Option 4 – Follow a Healthy Diet
Because problems with organization and planning are 2 of the symptoms of ADD, following a healthy diet is not just a matter of what to eat but also of when to eat.
You will have to schedule your shopping days and hours; know what to buy beforehand, how to prepare your meals, and when to eat them. By being more involved with your diet, you can work on your ability to focus, plan, and organize while foregoing the trip to the fast-food drive-through.
Here are some tips on creating a healthy diet plan:
• Stick to whole, fresh, and unprocessed food choices. Say “No” to junk food.
• Eat every 3 hours; avoid bingeing which can trigger the symptoms of ADD.
• Include a multivitamin that contains magnesium, zinc, and iron.
• Choose complex carbohydrates that have fibre over simple carbohydrates that are high in sugar.

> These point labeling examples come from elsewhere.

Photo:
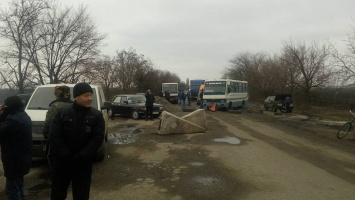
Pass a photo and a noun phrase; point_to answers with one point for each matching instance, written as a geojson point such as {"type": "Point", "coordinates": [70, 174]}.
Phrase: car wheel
{"type": "Point", "coordinates": [111, 113]}
{"type": "Point", "coordinates": [135, 114]}
{"type": "Point", "coordinates": [100, 155]}
{"type": "Point", "coordinates": [274, 108]}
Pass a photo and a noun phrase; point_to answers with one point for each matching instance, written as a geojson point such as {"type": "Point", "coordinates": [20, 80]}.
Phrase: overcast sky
{"type": "Point", "coordinates": [197, 38]}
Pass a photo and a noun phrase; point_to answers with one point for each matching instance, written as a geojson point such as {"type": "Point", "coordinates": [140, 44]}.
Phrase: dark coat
{"type": "Point", "coordinates": [150, 99]}
{"type": "Point", "coordinates": [54, 106]}
{"type": "Point", "coordinates": [76, 134]}
{"type": "Point", "coordinates": [16, 144]}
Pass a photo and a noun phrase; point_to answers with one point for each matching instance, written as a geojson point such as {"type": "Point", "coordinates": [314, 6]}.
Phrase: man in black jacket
{"type": "Point", "coordinates": [75, 135]}
{"type": "Point", "coordinates": [149, 101]}
{"type": "Point", "coordinates": [16, 145]}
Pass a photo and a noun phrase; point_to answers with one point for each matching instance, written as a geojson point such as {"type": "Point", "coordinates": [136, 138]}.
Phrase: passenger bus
{"type": "Point", "coordinates": [173, 90]}
{"type": "Point", "coordinates": [226, 93]}
{"type": "Point", "coordinates": [194, 87]}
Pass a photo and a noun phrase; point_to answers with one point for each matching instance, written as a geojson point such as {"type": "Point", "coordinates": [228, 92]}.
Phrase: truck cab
{"type": "Point", "coordinates": [38, 106]}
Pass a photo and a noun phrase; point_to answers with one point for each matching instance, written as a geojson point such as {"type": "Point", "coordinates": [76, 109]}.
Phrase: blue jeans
{"type": "Point", "coordinates": [14, 188]}
{"type": "Point", "coordinates": [182, 104]}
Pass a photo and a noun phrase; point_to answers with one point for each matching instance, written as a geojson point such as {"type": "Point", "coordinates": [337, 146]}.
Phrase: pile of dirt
{"type": "Point", "coordinates": [167, 106]}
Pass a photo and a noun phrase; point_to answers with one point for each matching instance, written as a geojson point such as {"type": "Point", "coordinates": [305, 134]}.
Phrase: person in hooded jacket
{"type": "Point", "coordinates": [62, 94]}
{"type": "Point", "coordinates": [75, 135]}
{"type": "Point", "coordinates": [16, 145]}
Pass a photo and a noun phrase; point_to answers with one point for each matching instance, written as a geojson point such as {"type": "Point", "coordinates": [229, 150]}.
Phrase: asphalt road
{"type": "Point", "coordinates": [247, 155]}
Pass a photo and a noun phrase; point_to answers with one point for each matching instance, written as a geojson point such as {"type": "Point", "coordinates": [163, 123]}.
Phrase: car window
{"type": "Point", "coordinates": [43, 96]}
{"type": "Point", "coordinates": [136, 99]}
{"type": "Point", "coordinates": [117, 100]}
{"type": "Point", "coordinates": [123, 99]}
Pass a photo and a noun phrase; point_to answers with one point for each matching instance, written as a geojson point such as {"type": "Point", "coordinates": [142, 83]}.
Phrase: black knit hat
{"type": "Point", "coordinates": [13, 103]}
{"type": "Point", "coordinates": [62, 91]}
{"type": "Point", "coordinates": [82, 88]}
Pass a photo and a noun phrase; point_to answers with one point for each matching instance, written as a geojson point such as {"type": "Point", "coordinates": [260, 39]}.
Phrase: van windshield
{"type": "Point", "coordinates": [43, 96]}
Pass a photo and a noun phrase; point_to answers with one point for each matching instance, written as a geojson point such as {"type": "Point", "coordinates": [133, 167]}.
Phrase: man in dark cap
{"type": "Point", "coordinates": [149, 102]}
{"type": "Point", "coordinates": [75, 135]}
{"type": "Point", "coordinates": [62, 94]}
{"type": "Point", "coordinates": [16, 145]}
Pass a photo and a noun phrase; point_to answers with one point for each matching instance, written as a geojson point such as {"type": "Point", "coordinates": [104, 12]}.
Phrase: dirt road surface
{"type": "Point", "coordinates": [245, 156]}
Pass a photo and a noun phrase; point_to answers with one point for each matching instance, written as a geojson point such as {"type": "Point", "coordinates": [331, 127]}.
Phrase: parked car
{"type": "Point", "coordinates": [277, 102]}
{"type": "Point", "coordinates": [37, 108]}
{"type": "Point", "coordinates": [132, 105]}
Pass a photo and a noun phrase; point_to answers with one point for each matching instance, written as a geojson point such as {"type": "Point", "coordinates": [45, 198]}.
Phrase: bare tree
{"type": "Point", "coordinates": [104, 73]}
{"type": "Point", "coordinates": [17, 24]}
{"type": "Point", "coordinates": [69, 42]}
{"type": "Point", "coordinates": [128, 63]}
{"type": "Point", "coordinates": [311, 61]}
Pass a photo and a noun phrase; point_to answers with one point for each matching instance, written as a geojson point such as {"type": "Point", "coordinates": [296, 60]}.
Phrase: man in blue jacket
{"type": "Point", "coordinates": [16, 145]}
{"type": "Point", "coordinates": [75, 136]}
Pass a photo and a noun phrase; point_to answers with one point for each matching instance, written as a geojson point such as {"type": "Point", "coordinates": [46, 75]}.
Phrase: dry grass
{"type": "Point", "coordinates": [325, 113]}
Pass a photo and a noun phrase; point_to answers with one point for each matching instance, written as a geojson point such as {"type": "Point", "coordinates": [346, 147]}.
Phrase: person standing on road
{"type": "Point", "coordinates": [62, 94]}
{"type": "Point", "coordinates": [201, 98]}
{"type": "Point", "coordinates": [149, 101]}
{"type": "Point", "coordinates": [167, 95]}
{"type": "Point", "coordinates": [188, 95]}
{"type": "Point", "coordinates": [75, 136]}
{"type": "Point", "coordinates": [16, 145]}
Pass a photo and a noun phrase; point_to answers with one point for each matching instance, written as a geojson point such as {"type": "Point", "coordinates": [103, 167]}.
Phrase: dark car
{"type": "Point", "coordinates": [132, 105]}
{"type": "Point", "coordinates": [25, 98]}
{"type": "Point", "coordinates": [277, 102]}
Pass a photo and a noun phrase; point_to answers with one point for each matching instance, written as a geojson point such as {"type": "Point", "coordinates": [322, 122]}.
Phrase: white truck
{"type": "Point", "coordinates": [37, 108]}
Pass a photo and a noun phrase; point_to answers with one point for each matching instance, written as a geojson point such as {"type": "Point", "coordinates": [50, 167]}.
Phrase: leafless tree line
{"type": "Point", "coordinates": [43, 42]}
{"type": "Point", "coordinates": [313, 73]}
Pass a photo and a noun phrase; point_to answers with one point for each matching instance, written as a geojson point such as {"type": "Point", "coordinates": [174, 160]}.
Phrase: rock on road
{"type": "Point", "coordinates": [242, 156]}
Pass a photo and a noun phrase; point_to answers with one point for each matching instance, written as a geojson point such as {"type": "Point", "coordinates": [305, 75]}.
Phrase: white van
{"type": "Point", "coordinates": [37, 108]}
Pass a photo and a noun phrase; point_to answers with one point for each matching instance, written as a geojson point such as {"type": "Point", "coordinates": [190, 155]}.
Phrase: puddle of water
{"type": "Point", "coordinates": [198, 164]}
{"type": "Point", "coordinates": [124, 135]}
{"type": "Point", "coordinates": [205, 180]}
{"type": "Point", "coordinates": [230, 140]}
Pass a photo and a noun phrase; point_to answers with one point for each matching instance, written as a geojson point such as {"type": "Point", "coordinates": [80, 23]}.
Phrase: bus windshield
{"type": "Point", "coordinates": [215, 88]}
{"type": "Point", "coordinates": [173, 88]}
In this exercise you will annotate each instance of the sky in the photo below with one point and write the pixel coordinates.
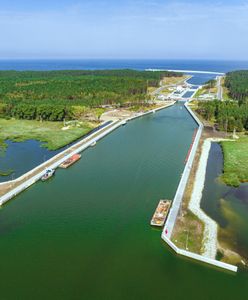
(155, 29)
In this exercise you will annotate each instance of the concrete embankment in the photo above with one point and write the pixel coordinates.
(10, 189)
(210, 226)
(169, 225)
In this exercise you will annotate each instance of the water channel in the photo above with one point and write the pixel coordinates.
(85, 234)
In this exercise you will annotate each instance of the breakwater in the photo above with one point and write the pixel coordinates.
(177, 202)
(25, 181)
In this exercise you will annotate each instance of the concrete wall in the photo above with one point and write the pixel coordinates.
(88, 141)
(199, 258)
(171, 220)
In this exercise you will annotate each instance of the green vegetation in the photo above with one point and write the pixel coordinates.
(50, 133)
(237, 85)
(188, 234)
(235, 161)
(228, 115)
(55, 95)
(6, 173)
(208, 88)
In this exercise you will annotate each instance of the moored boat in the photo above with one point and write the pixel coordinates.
(71, 160)
(49, 173)
(161, 213)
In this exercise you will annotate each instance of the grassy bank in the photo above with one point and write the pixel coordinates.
(235, 161)
(50, 133)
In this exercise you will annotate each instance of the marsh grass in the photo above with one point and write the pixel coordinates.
(50, 133)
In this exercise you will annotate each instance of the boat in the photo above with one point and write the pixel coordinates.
(70, 161)
(161, 213)
(49, 173)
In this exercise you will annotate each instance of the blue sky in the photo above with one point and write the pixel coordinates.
(124, 29)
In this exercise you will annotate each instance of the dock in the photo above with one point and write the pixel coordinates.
(161, 213)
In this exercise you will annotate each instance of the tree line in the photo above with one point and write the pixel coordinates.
(227, 115)
(49, 95)
(237, 85)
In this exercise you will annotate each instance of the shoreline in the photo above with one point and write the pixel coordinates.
(210, 239)
(10, 189)
(177, 202)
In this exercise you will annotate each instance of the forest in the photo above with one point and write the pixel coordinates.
(237, 84)
(52, 95)
(227, 116)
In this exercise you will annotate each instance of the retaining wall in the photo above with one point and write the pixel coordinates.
(87, 142)
(170, 223)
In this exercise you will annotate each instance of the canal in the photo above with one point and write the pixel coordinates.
(85, 234)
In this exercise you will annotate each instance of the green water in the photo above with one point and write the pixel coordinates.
(228, 206)
(86, 233)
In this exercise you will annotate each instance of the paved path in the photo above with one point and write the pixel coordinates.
(177, 201)
(220, 89)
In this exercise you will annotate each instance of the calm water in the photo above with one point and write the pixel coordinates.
(90, 64)
(142, 64)
(228, 206)
(86, 235)
(21, 157)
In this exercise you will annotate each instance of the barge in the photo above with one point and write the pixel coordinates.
(70, 161)
(161, 213)
(49, 173)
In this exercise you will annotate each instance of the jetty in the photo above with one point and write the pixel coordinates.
(187, 71)
(70, 161)
(177, 202)
(161, 213)
(10, 189)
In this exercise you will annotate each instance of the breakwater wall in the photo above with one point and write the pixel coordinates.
(177, 201)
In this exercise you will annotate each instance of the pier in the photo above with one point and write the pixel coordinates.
(187, 71)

• Include good sources of Essential Fatty Acids (EFAs) or Omega-3s which can help improve brain function. Good sources include salmon, sardines, tuna, and fortified eggs. You may also use algae and fish oil supplements.
Option 5 – Use of Relaxation Techniques
Relaxation techniques can be used to manage some of the symptoms of ADD such as mood swings, having emotional outbursts, depression, impulsiveness, and lack of mental focus.
Similar to Tai Chi and other forms-based types of exercise, Yoga adds meditation to the execution of the physical movements. You will learn correct techniques for breathing that will help you relax, build a greater level of mental focus, and self-awareness.
Studies have shown that regular meditation improves the performance of the prefrontal complex of the brain which is responsible for improving your attention span, mental performance, and at the same time, manages impulse activity.
Option 6 – Behavioural and Emotional Techniques
Some of the symptoms of ADD can trigger behaviours that can be detrimental to your relationships.
Frequent mood swings, temperamental outbursts, forgetfulness, and indifference to handling tasks will affect your daily interactions with family, friends, and colleagues at work.
It may be a good idea to seek help from professionals who are trained specifically to help you work through these problems.
Cognitive-Behavioural Therapy Sessions
In this type of therapy, you will be asked to identify the negative behaviours and find ways to change them into positive attributes.
People who are trained in Cognitive-Behavioural Therapy will guide you on how to change negative outlook into more optimistic but realistic perspectives.
Talk Therapy Sessions
Feelings of resentment may be deeply rooted in your earlier experiences. Talk Therapy sessions help you unburden the emotional baggage by sharing with others who have similar experiences.
Marriage and Family Counselling
People who are afflicted with ADD will have problems managing their financial situation, home responsibilities, and family obligations.
Counselling sessions with experts can help you and your family understand the difficulties of living with someone with ADD. The overall objective is to get the family to work collectively in finding constructive ways of managing the symptoms of ADD.
Who Else Can Help You Cope With ADD?
These are people who help others organize their clutter. There are also professional organizers who can assist you in developing time and task management skills.
Similar to professional organizers, Behavioural Coaches will assist you in coming up with practical ways to deal with the shortcomings of having ADD. For example, a Behavioural Coach can help you organize your daily schedule or manage your finances.
These experts can come over to your home or place of work to give you advice. In some cases, you can even consult with them online.